Chemical potential using Boltzmann equation

[Mikhail_MR]

Homework Statement

I must calculate chemical potential using the Boltzmann equation in relaxation time approximation $$f=f^0-\tau v_z^2 \partial f^0/\partial z,$$ where $f^0$ is given as
$$f^0 = 2(\frac{m}{2\pi\hbar})^3 \frac{1}{\exp{\beta(z)(\frac{mv^2}{2}-\mu(z))}+1}$$
I have to consider only heat current without electrical current. In this case, I can make use of $<v_z>=0$.

Homework Equations

$0=<v_z>=\int d^3 v (v_z f^0 - \tau v_z^2 \partial f^0/\partial z)$. I can also use the limit $\mu \beta \gg 1$ and $I_n=\int_{-\infty}^{+\infty} dx x^n \frac{e^x}{(e^x+1)^2}$ with $I_0=1, ~I_1=0, ~I_2=\pi^2 / 3$

The Attempt at a Solution

Because I have velocity only in $z$ direction, I can calculate the first integral
$$c_0 \int dv_z v_z \frac{1}{\exp{\beta (mv_z^2 / 2 - \mu)}+1} = c_0 \frac{\beta m v_z^2/2 - \ln(\exp{\beta m v_z^2 /2}+\exp{\beta \mu})}{\beta m}$$ Now I can make use of $\beta \mu \gg 1$ and I get $$c_0 (v_z^2/2-\mu/m)$$ with $c_0 = 2(\frac{m}{2\pi\hbar})^3$

To calculate the second integral I need to calculate the derivative first.
$$\partial f^0/ \partial z = - e^x /(e^x+1)^2 dx(v, z)/dz$$ with $x=\beta (m v^2 / 2 - \mu)$
$$\Rightarrow \partial f^0/ \partial z = - e^x /(e^x+1)^2 [\mu d\beta / dz - m v^2/2 \cdot d\beta / dz - \beta d\mu /dz]$$

Now I must somehow get the form of the integrals $I_n$. But I do not see a way I can do it. Have I missed some step or is my attempt at a solution completely wrong?.
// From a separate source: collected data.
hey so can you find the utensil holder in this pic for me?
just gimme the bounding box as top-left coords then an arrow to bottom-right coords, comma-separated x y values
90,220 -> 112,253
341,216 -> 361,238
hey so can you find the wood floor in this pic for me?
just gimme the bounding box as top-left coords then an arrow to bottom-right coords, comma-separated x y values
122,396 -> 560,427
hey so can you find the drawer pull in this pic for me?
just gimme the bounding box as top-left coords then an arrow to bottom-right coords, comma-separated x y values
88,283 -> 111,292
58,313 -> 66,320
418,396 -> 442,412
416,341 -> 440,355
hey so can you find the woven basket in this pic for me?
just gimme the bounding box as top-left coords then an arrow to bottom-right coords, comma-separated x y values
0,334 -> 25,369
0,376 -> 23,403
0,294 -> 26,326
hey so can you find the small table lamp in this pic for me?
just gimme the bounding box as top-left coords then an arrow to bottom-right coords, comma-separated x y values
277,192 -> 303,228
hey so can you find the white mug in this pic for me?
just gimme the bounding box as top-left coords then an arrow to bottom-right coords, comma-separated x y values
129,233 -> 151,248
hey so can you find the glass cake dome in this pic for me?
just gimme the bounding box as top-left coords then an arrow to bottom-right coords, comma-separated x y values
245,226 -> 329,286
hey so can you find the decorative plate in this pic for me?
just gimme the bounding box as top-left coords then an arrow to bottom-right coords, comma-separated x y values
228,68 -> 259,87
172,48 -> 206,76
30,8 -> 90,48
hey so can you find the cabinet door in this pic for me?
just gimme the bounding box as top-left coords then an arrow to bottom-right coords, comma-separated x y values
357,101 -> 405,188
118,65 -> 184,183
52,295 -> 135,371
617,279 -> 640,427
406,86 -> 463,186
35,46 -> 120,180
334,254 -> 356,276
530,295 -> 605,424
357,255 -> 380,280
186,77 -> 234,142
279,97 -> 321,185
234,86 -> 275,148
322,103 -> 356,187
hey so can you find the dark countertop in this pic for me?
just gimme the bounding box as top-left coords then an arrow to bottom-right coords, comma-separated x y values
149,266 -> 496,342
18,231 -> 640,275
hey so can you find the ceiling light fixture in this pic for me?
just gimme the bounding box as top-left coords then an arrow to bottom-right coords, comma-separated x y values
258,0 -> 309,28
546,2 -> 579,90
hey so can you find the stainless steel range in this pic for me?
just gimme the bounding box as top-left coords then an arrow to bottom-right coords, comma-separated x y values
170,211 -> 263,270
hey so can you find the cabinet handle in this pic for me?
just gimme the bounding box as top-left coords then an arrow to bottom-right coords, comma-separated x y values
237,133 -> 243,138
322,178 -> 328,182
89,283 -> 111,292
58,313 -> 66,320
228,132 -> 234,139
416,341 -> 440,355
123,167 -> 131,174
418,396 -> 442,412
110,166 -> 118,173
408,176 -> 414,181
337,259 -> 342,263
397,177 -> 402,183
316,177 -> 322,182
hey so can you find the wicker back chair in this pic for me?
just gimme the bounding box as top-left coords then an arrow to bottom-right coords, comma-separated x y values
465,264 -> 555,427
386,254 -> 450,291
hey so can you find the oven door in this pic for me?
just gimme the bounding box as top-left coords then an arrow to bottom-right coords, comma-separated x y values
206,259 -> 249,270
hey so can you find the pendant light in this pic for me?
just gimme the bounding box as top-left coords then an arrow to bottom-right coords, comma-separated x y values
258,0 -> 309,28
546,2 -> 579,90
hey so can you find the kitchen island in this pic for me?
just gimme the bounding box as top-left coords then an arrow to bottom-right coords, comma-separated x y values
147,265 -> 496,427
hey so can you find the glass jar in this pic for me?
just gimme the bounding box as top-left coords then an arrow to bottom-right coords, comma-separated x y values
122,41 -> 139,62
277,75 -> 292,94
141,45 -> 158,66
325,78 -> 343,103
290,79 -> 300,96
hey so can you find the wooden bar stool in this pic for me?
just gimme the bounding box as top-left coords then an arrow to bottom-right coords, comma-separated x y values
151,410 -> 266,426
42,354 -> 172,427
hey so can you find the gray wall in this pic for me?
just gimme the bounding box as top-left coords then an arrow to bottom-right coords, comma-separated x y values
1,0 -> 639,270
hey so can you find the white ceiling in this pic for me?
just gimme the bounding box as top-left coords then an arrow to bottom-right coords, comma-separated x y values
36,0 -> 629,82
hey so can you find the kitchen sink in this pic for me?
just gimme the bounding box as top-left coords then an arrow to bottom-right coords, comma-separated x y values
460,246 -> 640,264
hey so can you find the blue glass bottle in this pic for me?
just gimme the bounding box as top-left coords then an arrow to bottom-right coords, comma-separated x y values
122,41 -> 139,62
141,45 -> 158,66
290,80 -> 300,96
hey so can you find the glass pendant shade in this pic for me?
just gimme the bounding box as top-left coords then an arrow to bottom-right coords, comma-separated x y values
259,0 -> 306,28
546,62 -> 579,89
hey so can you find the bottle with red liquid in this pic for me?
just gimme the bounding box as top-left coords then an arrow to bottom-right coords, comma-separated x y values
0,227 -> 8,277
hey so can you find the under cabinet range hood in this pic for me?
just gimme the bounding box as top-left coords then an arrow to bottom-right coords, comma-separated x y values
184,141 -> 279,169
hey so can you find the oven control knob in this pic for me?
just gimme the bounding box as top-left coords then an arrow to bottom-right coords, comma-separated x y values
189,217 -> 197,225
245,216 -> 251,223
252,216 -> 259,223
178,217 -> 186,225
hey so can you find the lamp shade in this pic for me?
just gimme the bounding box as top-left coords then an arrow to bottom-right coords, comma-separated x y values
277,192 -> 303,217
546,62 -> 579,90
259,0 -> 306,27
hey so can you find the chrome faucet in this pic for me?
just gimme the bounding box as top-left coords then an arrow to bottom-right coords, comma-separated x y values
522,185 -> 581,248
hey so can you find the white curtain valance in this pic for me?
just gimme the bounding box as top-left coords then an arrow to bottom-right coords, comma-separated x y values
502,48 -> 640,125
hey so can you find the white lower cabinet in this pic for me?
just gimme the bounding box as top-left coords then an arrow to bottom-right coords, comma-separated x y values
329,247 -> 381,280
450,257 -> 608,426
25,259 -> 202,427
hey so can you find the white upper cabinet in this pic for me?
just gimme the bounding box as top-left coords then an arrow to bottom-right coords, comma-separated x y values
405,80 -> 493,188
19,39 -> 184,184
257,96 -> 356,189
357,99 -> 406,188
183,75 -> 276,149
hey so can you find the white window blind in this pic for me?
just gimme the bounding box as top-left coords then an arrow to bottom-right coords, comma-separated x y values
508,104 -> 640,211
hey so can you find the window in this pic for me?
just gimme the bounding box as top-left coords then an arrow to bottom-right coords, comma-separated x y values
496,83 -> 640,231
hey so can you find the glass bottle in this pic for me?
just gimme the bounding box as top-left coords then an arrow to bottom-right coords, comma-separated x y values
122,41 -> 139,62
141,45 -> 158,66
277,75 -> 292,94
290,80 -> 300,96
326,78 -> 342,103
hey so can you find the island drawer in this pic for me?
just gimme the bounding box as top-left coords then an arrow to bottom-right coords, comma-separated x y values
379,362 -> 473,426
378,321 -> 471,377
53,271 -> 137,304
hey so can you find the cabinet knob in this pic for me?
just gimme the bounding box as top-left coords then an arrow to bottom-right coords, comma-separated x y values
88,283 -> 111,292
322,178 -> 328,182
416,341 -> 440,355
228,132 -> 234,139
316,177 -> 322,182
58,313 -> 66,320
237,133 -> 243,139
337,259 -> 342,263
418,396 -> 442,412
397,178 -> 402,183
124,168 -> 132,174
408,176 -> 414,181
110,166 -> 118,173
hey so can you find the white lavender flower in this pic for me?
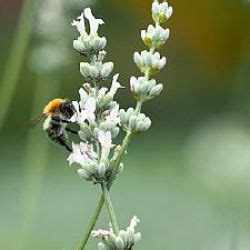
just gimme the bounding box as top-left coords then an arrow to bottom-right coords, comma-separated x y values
152,0 -> 173,24
134,50 -> 166,75
68,139 -> 112,183
71,97 -> 96,125
68,142 -> 97,167
141,24 -> 170,49
98,75 -> 123,109
106,104 -> 120,125
80,61 -> 114,81
84,8 -> 104,34
72,7 -> 107,55
119,108 -> 152,133
98,130 -> 112,162
130,76 -> 163,100
109,74 -> 123,96
92,216 -> 141,250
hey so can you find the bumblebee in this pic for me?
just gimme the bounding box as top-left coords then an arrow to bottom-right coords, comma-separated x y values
32,98 -> 76,152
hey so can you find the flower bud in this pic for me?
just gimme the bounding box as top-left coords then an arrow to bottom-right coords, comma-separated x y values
79,123 -> 92,140
129,115 -> 138,131
78,168 -> 91,180
137,117 -> 151,132
90,65 -> 100,79
98,50 -> 107,61
98,163 -> 107,177
80,62 -> 91,79
119,230 -> 129,246
133,50 -> 166,75
97,242 -> 106,250
91,36 -> 107,52
130,76 -> 162,101
120,108 -> 151,133
73,39 -> 87,55
93,216 -> 141,250
133,52 -> 143,68
100,62 -> 114,79
134,232 -> 142,243
152,1 -> 173,24
115,237 -> 124,249
149,83 -> 163,97
141,25 -> 170,48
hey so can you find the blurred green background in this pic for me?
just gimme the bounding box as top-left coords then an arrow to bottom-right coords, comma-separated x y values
1,0 -> 250,249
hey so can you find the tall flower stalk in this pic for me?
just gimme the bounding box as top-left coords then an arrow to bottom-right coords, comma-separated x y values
42,1 -> 173,249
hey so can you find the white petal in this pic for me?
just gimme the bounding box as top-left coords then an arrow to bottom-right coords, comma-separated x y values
98,87 -> 108,98
84,97 -> 96,112
110,73 -> 123,96
92,229 -> 110,238
98,130 -> 112,148
106,104 -> 120,124
84,7 -> 104,34
141,30 -> 146,40
166,6 -> 173,19
152,2 -> 160,15
71,13 -> 86,35
159,57 -> 167,69
67,143 -> 85,166
129,216 -> 140,229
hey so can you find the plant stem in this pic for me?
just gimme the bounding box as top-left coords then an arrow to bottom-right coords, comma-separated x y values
101,183 -> 119,235
77,195 -> 104,250
135,99 -> 143,114
0,0 -> 39,131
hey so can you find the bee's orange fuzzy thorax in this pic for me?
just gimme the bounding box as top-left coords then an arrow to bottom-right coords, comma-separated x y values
43,98 -> 66,115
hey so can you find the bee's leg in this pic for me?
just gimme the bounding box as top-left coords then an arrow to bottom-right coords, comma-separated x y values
51,117 -> 70,124
64,143 -> 72,153
56,137 -> 72,152
66,127 -> 78,134
51,137 -> 72,152
61,119 -> 70,123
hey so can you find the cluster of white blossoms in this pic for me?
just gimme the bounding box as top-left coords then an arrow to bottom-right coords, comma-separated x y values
92,216 -> 141,250
65,1 -> 172,249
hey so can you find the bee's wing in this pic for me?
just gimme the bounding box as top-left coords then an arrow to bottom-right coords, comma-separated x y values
27,114 -> 46,129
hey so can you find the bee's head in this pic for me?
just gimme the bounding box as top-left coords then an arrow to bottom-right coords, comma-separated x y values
60,101 -> 75,119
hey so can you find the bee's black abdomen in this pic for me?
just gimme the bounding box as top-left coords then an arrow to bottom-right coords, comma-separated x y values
46,122 -> 72,152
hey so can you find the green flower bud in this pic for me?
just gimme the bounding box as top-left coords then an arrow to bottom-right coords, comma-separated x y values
77,168 -> 90,180
100,62 -> 114,79
80,62 -> 91,78
149,83 -> 163,98
90,65 -> 100,79
129,115 -> 138,131
98,162 -> 107,177
115,237 -> 124,249
97,242 -> 107,250
133,232 -> 142,243
119,230 -> 128,246
79,123 -> 92,140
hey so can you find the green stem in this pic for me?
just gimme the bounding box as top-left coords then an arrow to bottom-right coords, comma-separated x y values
0,0 -> 39,131
77,195 -> 104,250
101,183 -> 119,235
135,100 -> 143,114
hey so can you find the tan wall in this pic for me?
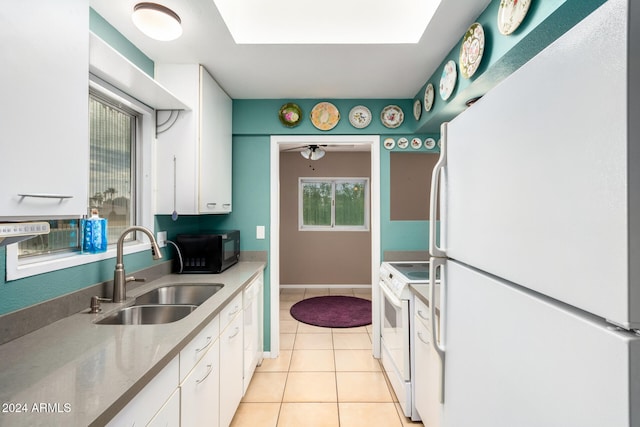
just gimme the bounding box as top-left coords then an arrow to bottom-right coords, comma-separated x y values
279,151 -> 371,285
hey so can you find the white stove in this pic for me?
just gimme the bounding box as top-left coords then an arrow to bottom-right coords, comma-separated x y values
379,261 -> 433,298
378,260 -> 437,421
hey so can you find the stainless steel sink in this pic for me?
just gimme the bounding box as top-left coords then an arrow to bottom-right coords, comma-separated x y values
95,304 -> 197,325
134,283 -> 224,306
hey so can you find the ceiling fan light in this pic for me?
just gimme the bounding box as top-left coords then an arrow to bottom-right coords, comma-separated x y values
310,148 -> 325,160
132,3 -> 183,41
300,148 -> 312,159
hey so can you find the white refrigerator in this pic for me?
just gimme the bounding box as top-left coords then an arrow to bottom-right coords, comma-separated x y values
428,1 -> 640,426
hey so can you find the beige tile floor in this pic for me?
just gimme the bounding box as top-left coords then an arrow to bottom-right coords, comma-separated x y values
231,287 -> 423,427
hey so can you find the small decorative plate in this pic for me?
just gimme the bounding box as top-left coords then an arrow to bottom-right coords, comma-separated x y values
349,105 -> 372,129
310,102 -> 340,131
411,138 -> 423,149
278,103 -> 302,127
397,137 -> 409,149
413,99 -> 422,121
424,83 -> 435,112
424,138 -> 436,149
439,60 -> 457,101
498,0 -> 531,35
383,138 -> 396,150
459,23 -> 485,79
381,105 -> 404,129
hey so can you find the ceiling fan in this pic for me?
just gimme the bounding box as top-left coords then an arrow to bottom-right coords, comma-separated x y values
282,144 -> 328,160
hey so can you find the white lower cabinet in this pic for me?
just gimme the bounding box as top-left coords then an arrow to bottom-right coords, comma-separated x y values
243,275 -> 263,394
219,307 -> 244,427
180,338 -> 221,427
106,357 -> 179,427
413,298 -> 442,427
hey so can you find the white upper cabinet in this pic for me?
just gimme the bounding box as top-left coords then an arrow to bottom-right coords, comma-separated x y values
155,64 -> 232,215
0,0 -> 89,219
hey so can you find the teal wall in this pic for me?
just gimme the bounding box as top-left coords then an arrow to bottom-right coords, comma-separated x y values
89,8 -> 154,77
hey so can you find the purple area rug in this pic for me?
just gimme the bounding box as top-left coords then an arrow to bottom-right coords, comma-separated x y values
290,296 -> 372,328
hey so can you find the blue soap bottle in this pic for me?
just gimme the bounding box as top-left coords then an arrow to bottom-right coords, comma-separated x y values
81,209 -> 107,254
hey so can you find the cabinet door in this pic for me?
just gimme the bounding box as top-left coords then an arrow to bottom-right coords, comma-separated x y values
147,388 -> 180,427
243,275 -> 263,393
413,312 -> 441,426
219,312 -> 244,427
0,0 -> 88,219
107,357 -> 179,427
180,314 -> 220,382
199,66 -> 232,214
181,339 -> 220,427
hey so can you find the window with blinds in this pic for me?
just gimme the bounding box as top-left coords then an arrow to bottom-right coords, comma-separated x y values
18,91 -> 137,258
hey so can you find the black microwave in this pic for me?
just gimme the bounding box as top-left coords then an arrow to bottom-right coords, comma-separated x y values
174,231 -> 240,273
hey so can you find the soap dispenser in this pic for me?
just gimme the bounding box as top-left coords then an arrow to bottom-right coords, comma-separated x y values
81,209 -> 107,254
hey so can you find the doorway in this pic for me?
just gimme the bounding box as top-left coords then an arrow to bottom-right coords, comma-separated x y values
269,135 -> 381,358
Any help would be appreciated

 

[Fred Wright]

I have the following suggestions:
1. For the integral$$\int_{-\infty}^\infty v_z f^0 dv_z$$make the substitution$$x=\beta \left ( \frac{m v_z^2}{2} - \mu \right ),$$express$f^0$ as$$f^0 =\frac{e^{-x}}{1 + e^{-x}},$$and observe that the integral has even symmetry about $v_z = 0$.
2. For the integral$$\int_{-\infty}^\infty \tau v_z^2 \frac{\partial f^0}{\partial z} dv_z$$make the same substitution for x and write$$\frac{\partial f^0}{\partial z}=\frac{\partial f^0}{\partial v_z} \frac{\partial v_z}{\partial z}$$ and observe that $\frac{\partial v_z}{\partial z}\approx \frac{1 }{\tau}$.